New York City Public Advocate Jumaane Williams has stepped up in a big way during New York City's Black Lives Matter protests.
Sean Pressley

Jumaane Williams has made a name for himself in 2020 as a fierce critic of New York City Mayor Bill de Blasio. He expressed disappointment over how the mayor handled anti-police brutality and anti-racism protests, filed an opposition to law enforcement unions’ efforts to block the repeal of 50-a and backed teachers on a possible strike before the mayor pushed back the beginning of the school year. 

7. Crystal Peoples-Stokes

Assembly Majority Leader

Office of Assemblywoman Crystal Peoples-Stokes

Last year, Crystal Peoples-Stokes pushed for marijuana legalization and helped pass legislation that gave tax breaks to senior homeowners with limited income. This year, the Assembly majority leader advocated for attacking the COVID-19 pandemic head on, addressing racial conflict and confronting the state’s economic troubles. She also helped pass legislation providing aid to her hometown of Buffalo to strengthen commercial districts via repairs and other kinds of enhancements.

8. George Gresham

President, 1199 SEIU

George Gresham
Kevin Coughlin/Office of the Governor

1199 SEIU President George Gresham’s advocacy for frontline workers – many of whom are Black and brown – cannot be ignored. He’s called out private, for-profit nursing homes for not providing essential workers with enough personal protective equipment during the pandemic, fought against possible layoffs of workers at other nursing facilities, and chastised state Department of Health Commissioner Howard Zucker for doubting that health care workers were short on PPE.

9. Al Sharpton

Founder and President, National Action Network

The Reverend Al Sharpton.
lev radin/Shutterstock

When talking about activism and politics, it’s usually not long before Rev. Al Sharpton’s name comes up. Fighting for social justice and against President Donald Trump is all in a day’s work for Sharpton.

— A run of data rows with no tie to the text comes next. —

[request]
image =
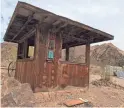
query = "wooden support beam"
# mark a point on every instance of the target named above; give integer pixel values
(87, 54)
(87, 59)
(67, 54)
(22, 28)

The rise of the Black Lives Matter movement saw Sharpton take on a prominent role, lending his gravitas and voice to the era-defining protests, as exemplified by his impassioned eulogy at George Floyd’s funeral.

10. Chirlane McCray

New York City First Lady

Chirlane McCray
Chirlane McCray

Chirlane McCray isn’t just the first lady of New York City – she’s also one of the most trusted advisers to her spouse, Mayor Bill de Blasio. And while the de Blasio administration is facing an array of challenges and only has 15 months left to carry out its goals, McCray is well-positioned for a potential run for Brooklyn borough president, which could keep the borough’s leading power couple in power.